The children of a woman who died from a long-untreated blood infection after being seen at a hospital emergency room will share in a $1.1 million settlement of a claim against the hospital and the ER doctor.

The settlement left a novel legal issue unresolved: The woman’s estate had sought to bar a doctor’s undocumented claim that the patient had refused admission. The estate’s attorney maintained the doctor should not be allowed to testify about the patient’s alleged refusal when the doctor failed to make any record of it in the medical charts.

Blood Transfusion MAINThe estate asserted claims under both the federal “patient dumping” law – the Emergency Medical Treatment and Labor Act – and under state medical malpractice standards. A federal judge ruled last year that the state law claims would remain in the case pursuant to the federal court’s supplemental jurisdiction.

Lynchburg attorney James B. Feinman, counsel for the estate, said he accepted the defendants’ offer out of concern about how a jury might regard the value of the case. The deceased patient was an IV drug abuser who previously had given up custody of her two children, the beneficiaries of her estate.

The 27-year-old patient came to the emergency department on Nov. 25, 2014, with severe sepsis, hyponatremia and probable bloodstream infection, according to a summary provided by Feinman.

A blood sample was sent for analysis on a “stat” basis, but the patient was discharged before culture results were obtained.

The doctor discharged her with a diagnosis of sinusitis and a prescription for oral antibiotics.

The lab results were positive for staphylococcus aureus in the patient’s bloodstream, establishing the “emergency medical condition” of staph aureus septicemia. The patient required hospitalization and long-term intravenous antibiotic treatment, Feinman said.

An emergency department nurse received the lab report, but never advised a doctor. The hospital never contacted the patient to tell her she had a bloodstream infection.

The patient returned and saw the same doctor 17 days later. She had not received any treatment for the blood infection in the interim.

While waiting for the doctor to start her on IV antibiotics, the patient had a stroke from a clot released by an erratic heartbeat caused by the infection, Feinman said. She was partially paralyzed and remained hospitalized until her death on March 12.

The ER physician claimed he knew of the patient’s serious condition when she first arrived at the hospital and tried to admit her. She refused, the doctor said.

The medical records showed the patient was discharged, but the doctor testified that he forgot to write down that he offered admission and the patient refused.

Feinman asked the judge to bar the doctor’s testimony about the patient’s purported refusal.

The lawyer pointed to a state regulation that requires doctors to maintain accurate medical records.
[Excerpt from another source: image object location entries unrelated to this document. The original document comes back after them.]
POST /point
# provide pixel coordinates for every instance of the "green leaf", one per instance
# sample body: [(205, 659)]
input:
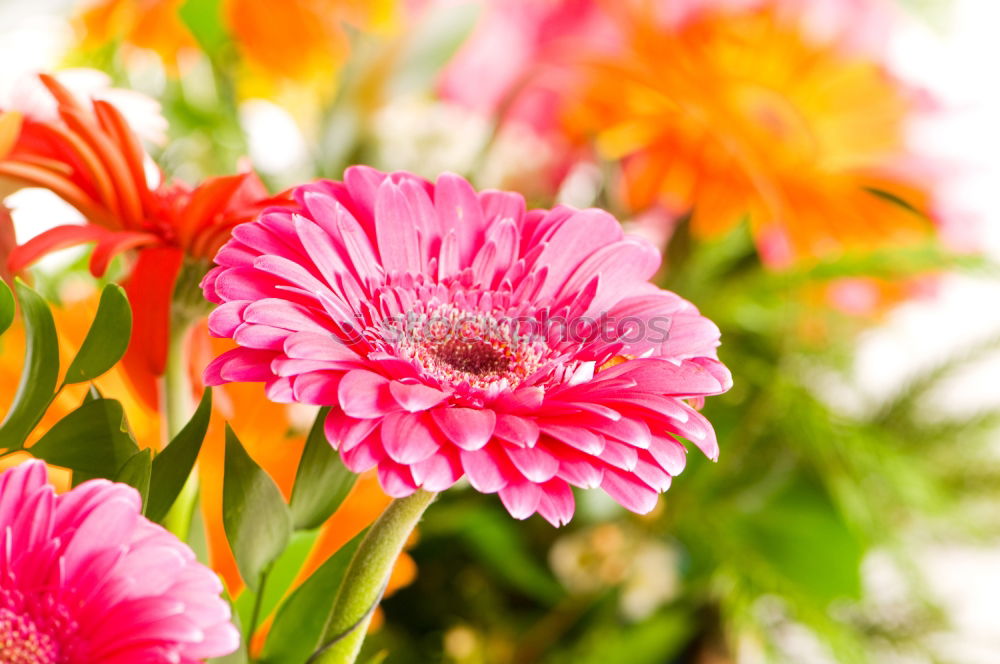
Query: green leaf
[(321, 481), (299, 624), (107, 338), (204, 19), (93, 440), (173, 465), (256, 520), (135, 473), (6, 306), (279, 578), (40, 371), (431, 44), (803, 537)]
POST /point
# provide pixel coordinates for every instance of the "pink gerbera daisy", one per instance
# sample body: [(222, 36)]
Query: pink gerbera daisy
[(86, 579), (453, 333)]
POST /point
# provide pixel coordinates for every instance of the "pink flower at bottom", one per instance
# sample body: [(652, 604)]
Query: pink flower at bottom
[(86, 579), (455, 334)]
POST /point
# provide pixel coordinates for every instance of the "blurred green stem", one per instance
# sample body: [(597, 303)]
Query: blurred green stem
[(178, 406), (366, 578)]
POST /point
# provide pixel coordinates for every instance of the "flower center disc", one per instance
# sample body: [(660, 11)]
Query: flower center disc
[(472, 356), (459, 347), (22, 643)]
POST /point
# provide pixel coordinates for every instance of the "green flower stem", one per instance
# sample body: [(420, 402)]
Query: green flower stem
[(178, 406), (366, 578)]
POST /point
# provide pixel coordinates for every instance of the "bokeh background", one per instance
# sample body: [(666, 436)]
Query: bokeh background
[(822, 176)]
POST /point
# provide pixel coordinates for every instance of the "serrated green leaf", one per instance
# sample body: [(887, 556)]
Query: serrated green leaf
[(107, 338), (6, 306), (300, 621), (40, 370), (254, 515), (279, 578), (135, 473), (173, 465), (321, 481), (93, 440)]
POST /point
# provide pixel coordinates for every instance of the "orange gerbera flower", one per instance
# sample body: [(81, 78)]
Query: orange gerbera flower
[(305, 41), (92, 159), (733, 113), (154, 25)]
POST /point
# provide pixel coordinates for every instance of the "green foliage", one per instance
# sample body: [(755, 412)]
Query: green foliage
[(204, 19), (173, 465), (40, 371), (94, 440), (299, 623), (6, 306), (136, 472), (256, 520), (321, 481), (106, 340)]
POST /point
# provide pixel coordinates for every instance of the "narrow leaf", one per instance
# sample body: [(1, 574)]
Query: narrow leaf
[(173, 465), (135, 473), (107, 338), (256, 520), (6, 306), (280, 577), (299, 624), (93, 440), (321, 481), (40, 371)]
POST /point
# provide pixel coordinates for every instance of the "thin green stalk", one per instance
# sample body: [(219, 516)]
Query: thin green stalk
[(366, 578), (258, 602), (178, 407)]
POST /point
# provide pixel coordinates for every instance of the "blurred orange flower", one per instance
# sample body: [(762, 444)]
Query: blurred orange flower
[(265, 428), (90, 157), (306, 40), (733, 113), (147, 24)]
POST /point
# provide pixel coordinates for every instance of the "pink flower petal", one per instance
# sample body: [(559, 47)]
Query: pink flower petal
[(557, 503), (396, 479), (407, 438), (365, 395), (416, 397), (468, 428), (629, 492), (521, 499)]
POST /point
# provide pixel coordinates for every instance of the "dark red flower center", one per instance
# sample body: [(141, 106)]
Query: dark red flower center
[(472, 356)]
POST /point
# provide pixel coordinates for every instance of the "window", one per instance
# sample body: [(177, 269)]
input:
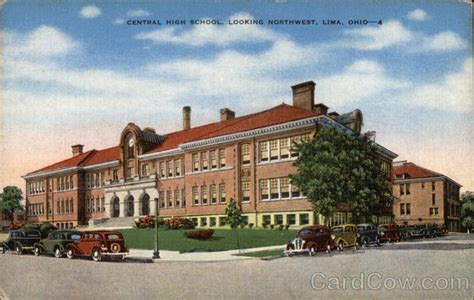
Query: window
[(213, 194), (222, 195), (273, 149), (284, 148), (212, 222), (195, 162), (168, 199), (278, 219), (245, 188), (177, 167), (245, 154), (274, 188), (266, 219), (203, 194), (263, 185), (204, 161), (221, 158), (304, 219), (145, 170), (169, 168), (195, 195), (176, 198), (285, 187), (263, 151), (213, 159), (291, 219)]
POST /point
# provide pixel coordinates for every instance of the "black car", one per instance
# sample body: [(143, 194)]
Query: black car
[(368, 234), (20, 240)]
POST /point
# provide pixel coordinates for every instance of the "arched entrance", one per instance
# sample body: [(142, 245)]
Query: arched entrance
[(130, 206), (115, 207), (145, 205)]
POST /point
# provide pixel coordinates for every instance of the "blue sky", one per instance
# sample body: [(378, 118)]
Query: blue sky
[(77, 73)]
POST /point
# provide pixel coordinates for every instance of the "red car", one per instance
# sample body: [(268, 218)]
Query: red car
[(98, 244), (389, 233), (311, 239)]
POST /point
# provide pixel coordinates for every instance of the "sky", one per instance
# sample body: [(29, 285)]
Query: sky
[(79, 72)]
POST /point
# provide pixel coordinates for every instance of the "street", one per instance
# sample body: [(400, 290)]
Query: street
[(440, 268)]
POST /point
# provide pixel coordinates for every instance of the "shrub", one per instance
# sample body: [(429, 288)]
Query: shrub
[(199, 234), (179, 223)]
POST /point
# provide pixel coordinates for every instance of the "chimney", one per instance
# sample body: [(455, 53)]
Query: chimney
[(186, 117), (320, 109), (303, 95), (227, 114), (77, 150)]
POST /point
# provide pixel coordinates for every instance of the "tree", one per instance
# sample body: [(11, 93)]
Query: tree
[(10, 201), (467, 210), (338, 168), (234, 218)]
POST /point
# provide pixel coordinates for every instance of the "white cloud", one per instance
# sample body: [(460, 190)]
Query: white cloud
[(138, 13), (390, 34), (362, 80), (43, 42), (212, 34), (443, 41), (452, 93), (90, 11), (417, 15)]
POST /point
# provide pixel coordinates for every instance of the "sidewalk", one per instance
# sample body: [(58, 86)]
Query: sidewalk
[(166, 255)]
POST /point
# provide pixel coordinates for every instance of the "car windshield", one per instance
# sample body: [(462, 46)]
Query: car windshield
[(113, 236), (32, 234), (74, 236)]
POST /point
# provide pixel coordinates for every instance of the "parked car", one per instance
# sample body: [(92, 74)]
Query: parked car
[(345, 235), (20, 240), (56, 242), (311, 239), (424, 231), (98, 244), (389, 233), (368, 234)]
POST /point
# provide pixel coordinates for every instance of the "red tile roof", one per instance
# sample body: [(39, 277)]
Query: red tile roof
[(280, 114), (412, 171)]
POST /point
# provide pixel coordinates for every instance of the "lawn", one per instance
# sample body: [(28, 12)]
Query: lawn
[(223, 239)]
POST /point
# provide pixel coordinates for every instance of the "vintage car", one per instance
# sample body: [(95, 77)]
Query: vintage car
[(345, 235), (20, 240), (311, 239), (56, 242), (98, 244), (389, 233), (424, 231), (368, 234)]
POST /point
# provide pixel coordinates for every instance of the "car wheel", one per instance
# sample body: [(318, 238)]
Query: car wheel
[(340, 246), (58, 253), (96, 256)]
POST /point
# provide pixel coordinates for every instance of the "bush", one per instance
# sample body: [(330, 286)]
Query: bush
[(199, 234), (179, 223)]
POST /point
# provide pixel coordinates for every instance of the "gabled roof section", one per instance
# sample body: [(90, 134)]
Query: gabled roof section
[(280, 114)]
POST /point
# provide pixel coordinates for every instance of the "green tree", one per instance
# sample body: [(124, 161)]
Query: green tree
[(10, 201), (467, 210), (336, 168), (234, 218)]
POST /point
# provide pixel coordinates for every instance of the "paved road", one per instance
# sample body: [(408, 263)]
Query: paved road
[(29, 277)]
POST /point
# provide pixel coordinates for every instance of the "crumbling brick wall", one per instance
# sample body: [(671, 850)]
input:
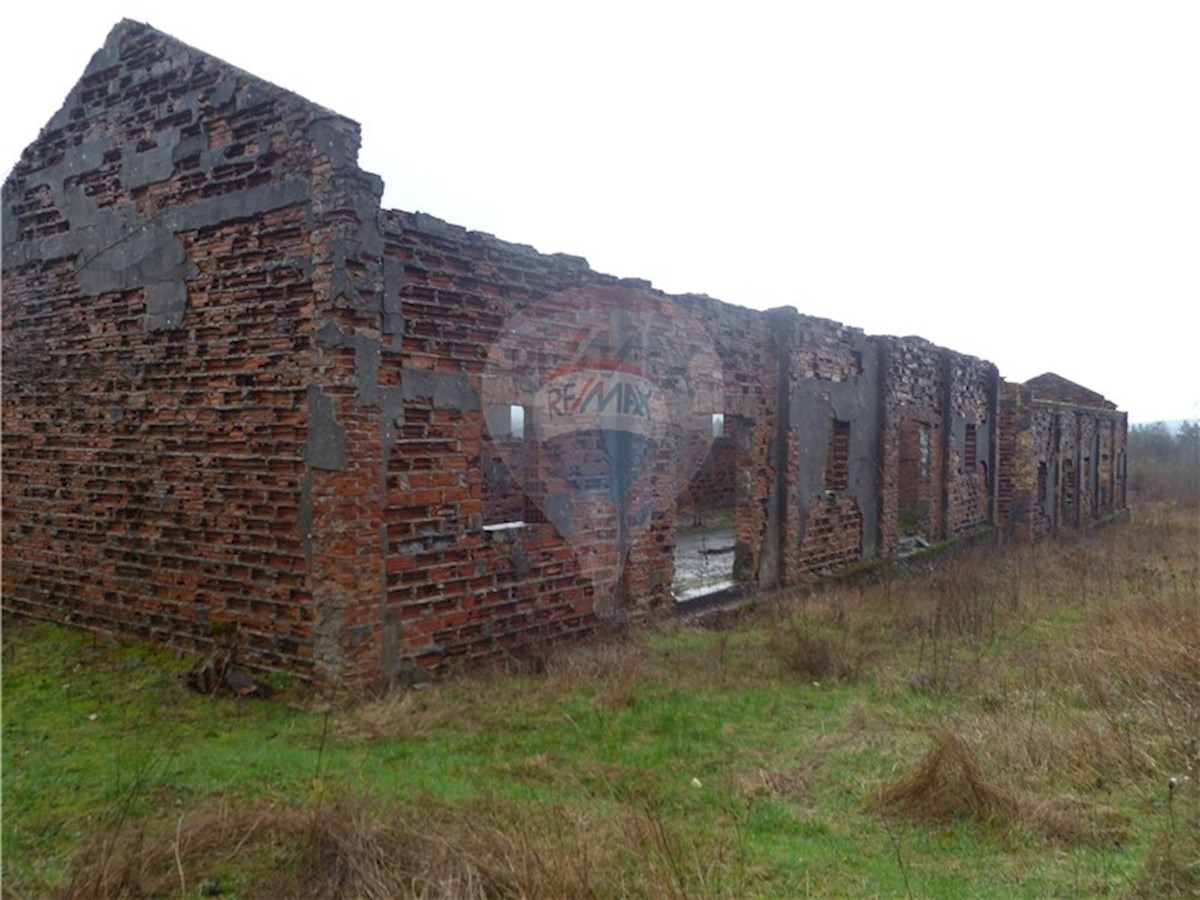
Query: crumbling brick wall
[(157, 299), (1062, 463), (235, 390)]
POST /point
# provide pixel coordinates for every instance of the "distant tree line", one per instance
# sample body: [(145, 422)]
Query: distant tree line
[(1165, 465)]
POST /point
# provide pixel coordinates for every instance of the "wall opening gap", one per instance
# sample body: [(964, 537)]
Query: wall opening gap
[(705, 514)]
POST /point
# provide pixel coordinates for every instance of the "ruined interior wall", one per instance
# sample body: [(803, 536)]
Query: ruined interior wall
[(1077, 456), (453, 589), (1015, 466), (911, 390), (973, 387), (834, 373), (747, 347), (235, 390), (157, 299), (714, 486)]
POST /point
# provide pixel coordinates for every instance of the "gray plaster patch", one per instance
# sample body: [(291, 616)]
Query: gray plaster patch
[(559, 513), (149, 167), (166, 304), (327, 438)]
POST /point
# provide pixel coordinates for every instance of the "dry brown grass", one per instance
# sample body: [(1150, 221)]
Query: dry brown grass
[(949, 783), (349, 849)]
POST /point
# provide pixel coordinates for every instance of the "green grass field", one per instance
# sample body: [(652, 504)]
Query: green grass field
[(994, 723)]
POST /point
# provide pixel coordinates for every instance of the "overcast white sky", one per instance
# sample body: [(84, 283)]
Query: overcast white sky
[(1017, 180)]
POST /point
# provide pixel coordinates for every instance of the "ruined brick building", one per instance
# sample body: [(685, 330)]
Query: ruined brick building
[(235, 389)]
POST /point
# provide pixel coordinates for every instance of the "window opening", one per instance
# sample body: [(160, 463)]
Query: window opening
[(838, 459)]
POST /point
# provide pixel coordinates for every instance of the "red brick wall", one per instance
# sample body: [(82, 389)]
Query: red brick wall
[(235, 390)]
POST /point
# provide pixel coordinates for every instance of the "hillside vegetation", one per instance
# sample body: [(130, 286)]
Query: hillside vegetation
[(996, 721)]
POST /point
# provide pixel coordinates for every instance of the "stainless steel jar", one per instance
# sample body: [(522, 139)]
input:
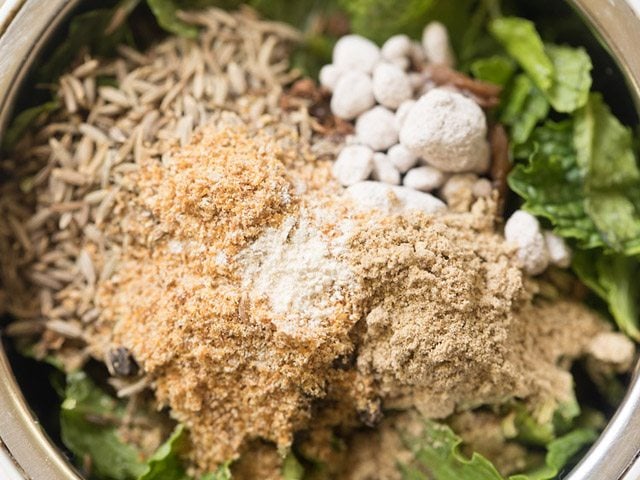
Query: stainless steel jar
[(25, 450)]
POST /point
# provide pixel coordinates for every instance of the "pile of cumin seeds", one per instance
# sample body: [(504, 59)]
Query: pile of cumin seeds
[(63, 179)]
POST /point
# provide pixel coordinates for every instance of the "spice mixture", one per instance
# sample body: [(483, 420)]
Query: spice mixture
[(190, 218)]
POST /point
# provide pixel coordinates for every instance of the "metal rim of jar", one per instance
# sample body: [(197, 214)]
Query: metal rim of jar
[(25, 450)]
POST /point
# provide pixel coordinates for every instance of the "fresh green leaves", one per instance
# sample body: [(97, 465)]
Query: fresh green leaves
[(165, 463), (496, 69), (89, 429), (562, 74), (590, 192), (23, 121), (222, 473), (571, 80), (87, 30), (559, 453), (380, 19), (551, 184), (582, 176), (520, 39), (611, 175), (524, 107), (615, 278), (89, 421), (437, 455), (165, 12)]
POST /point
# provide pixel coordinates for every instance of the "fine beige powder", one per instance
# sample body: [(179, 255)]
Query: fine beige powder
[(259, 310)]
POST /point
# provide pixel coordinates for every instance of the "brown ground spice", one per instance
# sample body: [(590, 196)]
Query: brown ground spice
[(437, 316), (177, 302), (450, 323)]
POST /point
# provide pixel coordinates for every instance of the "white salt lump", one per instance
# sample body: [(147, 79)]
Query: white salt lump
[(392, 199), (384, 171), (482, 188), (329, 76), (401, 158), (376, 128), (424, 179), (435, 41), (448, 130), (400, 62), (397, 46), (354, 164), (523, 230), (403, 111), (353, 52), (352, 95), (559, 252), (391, 85)]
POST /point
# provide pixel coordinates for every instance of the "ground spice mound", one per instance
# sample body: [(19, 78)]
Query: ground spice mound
[(223, 188), (450, 323), (233, 364)]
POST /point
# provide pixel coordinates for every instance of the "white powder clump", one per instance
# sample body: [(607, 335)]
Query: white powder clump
[(297, 269)]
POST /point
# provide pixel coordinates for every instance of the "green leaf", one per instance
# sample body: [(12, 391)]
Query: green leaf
[(552, 185), (165, 463), (496, 69), (437, 455), (523, 108), (520, 38), (21, 123), (605, 153), (380, 19), (86, 31), (559, 453), (615, 279), (563, 74), (590, 193), (571, 79), (222, 473), (87, 419), (165, 12)]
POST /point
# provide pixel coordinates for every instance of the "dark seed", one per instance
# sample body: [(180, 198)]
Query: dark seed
[(372, 415), (121, 363)]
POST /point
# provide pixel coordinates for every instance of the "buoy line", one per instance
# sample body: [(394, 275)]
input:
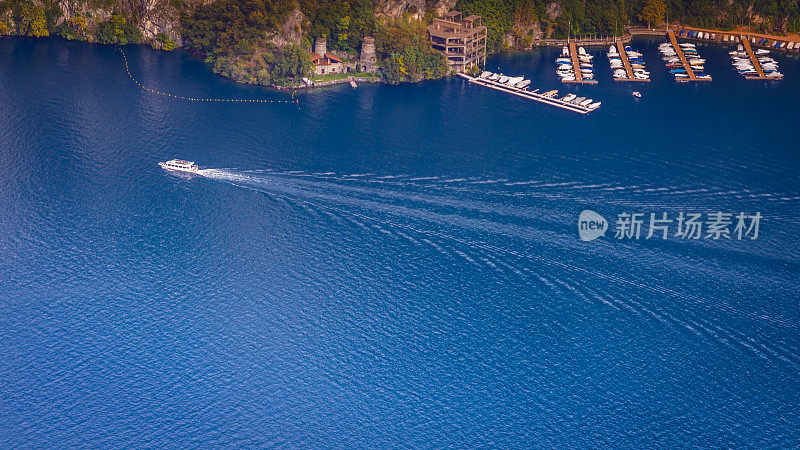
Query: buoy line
[(193, 99)]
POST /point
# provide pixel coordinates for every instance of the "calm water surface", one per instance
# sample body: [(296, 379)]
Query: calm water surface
[(390, 265)]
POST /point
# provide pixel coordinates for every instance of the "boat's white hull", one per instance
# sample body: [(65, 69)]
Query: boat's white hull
[(192, 169)]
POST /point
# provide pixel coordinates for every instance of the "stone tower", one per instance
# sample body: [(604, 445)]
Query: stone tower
[(368, 50), (321, 46)]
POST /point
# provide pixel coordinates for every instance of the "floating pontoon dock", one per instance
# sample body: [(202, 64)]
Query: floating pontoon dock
[(528, 94), (576, 66), (756, 63), (684, 61), (628, 69)]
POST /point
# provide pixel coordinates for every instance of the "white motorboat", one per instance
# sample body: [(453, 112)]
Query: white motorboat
[(513, 81), (180, 165), (523, 84)]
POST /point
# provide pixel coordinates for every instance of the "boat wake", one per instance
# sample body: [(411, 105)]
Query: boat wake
[(530, 239)]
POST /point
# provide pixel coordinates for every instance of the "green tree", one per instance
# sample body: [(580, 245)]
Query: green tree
[(653, 12)]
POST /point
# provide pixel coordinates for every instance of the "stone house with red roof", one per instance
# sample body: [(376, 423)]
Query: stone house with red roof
[(325, 62)]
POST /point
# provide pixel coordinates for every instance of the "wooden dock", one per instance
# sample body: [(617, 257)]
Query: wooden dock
[(576, 66), (756, 63), (528, 94), (684, 61), (628, 69)]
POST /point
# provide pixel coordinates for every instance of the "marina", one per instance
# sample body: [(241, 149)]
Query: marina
[(755, 63), (678, 63), (570, 102), (626, 72), (583, 74)]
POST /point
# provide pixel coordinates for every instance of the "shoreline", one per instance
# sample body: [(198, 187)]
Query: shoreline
[(630, 33)]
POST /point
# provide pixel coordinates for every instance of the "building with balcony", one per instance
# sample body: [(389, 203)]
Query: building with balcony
[(461, 40)]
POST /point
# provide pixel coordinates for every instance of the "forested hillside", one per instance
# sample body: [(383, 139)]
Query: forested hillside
[(268, 41), (516, 22)]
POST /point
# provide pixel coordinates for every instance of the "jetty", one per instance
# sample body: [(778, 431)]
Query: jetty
[(576, 66), (531, 95), (625, 62), (756, 63), (684, 61)]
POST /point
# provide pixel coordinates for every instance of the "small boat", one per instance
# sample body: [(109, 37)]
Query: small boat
[(513, 81), (523, 84), (180, 165)]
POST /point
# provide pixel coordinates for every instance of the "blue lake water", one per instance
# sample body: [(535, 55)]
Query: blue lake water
[(391, 265)]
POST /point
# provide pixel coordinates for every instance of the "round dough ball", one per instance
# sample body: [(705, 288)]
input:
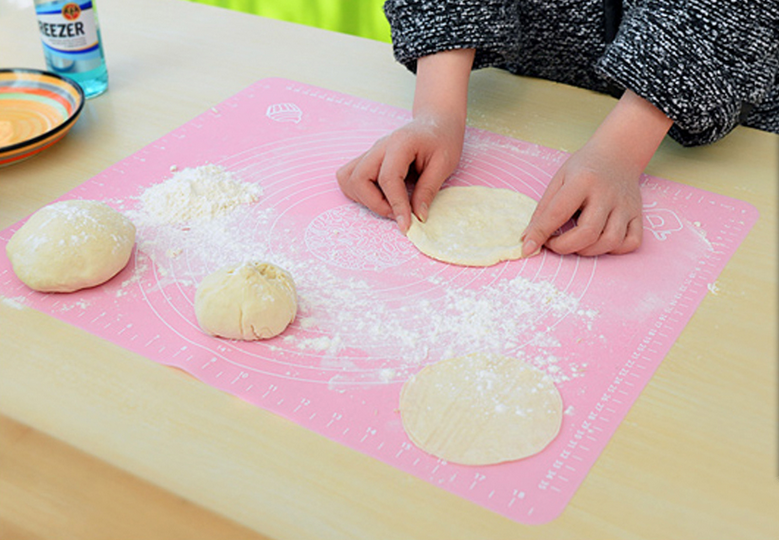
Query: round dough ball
[(481, 409), (250, 301), (473, 225), (71, 245)]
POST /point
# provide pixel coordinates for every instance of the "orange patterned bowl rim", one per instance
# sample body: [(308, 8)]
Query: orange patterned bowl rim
[(62, 98)]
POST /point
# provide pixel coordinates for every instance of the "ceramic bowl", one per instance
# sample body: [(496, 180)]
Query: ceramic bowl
[(37, 109)]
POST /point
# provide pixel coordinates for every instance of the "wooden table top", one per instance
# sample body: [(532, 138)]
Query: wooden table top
[(98, 442)]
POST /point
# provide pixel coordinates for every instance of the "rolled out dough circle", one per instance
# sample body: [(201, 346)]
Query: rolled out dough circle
[(473, 225), (71, 245), (481, 409)]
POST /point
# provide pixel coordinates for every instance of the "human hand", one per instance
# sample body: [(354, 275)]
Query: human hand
[(601, 182), (432, 145), (604, 188)]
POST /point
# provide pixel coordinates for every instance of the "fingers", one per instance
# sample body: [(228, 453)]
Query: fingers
[(392, 181), (357, 179), (605, 226), (555, 208), (427, 186)]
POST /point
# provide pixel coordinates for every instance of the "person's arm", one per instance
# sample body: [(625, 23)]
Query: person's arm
[(600, 181), (432, 142)]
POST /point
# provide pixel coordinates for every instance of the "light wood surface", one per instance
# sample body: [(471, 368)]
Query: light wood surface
[(98, 442)]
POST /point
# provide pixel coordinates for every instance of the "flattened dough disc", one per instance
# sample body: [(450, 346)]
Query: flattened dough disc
[(473, 225), (481, 409)]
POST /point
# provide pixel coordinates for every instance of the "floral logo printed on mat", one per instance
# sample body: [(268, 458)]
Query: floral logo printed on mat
[(353, 238), (284, 112), (661, 222)]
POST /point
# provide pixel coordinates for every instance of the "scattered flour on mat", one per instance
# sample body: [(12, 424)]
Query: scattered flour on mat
[(201, 192), (204, 218)]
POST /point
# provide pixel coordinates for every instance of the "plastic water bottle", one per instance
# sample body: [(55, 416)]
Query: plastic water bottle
[(71, 42)]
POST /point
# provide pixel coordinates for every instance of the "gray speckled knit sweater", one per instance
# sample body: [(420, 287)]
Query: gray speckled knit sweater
[(707, 64)]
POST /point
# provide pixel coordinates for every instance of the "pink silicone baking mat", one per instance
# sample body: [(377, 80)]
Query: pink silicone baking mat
[(373, 310)]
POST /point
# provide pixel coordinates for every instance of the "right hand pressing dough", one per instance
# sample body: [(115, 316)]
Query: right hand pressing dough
[(250, 301)]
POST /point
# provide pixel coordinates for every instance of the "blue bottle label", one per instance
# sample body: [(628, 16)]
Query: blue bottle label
[(69, 29)]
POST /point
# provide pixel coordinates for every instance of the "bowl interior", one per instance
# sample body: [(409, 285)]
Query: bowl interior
[(35, 106)]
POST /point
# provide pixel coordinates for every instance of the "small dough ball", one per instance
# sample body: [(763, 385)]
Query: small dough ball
[(71, 245), (249, 301)]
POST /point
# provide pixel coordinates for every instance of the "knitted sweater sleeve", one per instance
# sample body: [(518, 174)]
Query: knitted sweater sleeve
[(702, 62), (424, 27)]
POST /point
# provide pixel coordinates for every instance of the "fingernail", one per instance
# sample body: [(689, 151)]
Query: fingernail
[(401, 221), (423, 212), (529, 248)]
Because the doctor, by his testimony, violated that rule, he should not be allowed to profit from his wrongdoing, Feinman argued.

“You can’t let him get the benefit of breaking that law,” Feinman told the judge.

“This is a whole new line of argument that had never been tried, never been litigated, never been decided,” he said.

The case settled before the judge could rule on the issue. Mediation was conducted with retired U.S. Magistrate Judge B. Waugh Crigler.

“The estate was of the opinion it could not afford to gamble the offer of $1.1 million given the decedent’s admitted IV drug use,” Feinman wrote in a settlement report. (16-T-077)

The money recovered for the patient’s children, ages 8 and 12, was placed in long-term structured settlement funds.

The identity of the parties is not being disclosed pursuant to the parties’ confidentiality agreement, which allowed a report on the details of the case.

Attorneys for the defendants declined comment.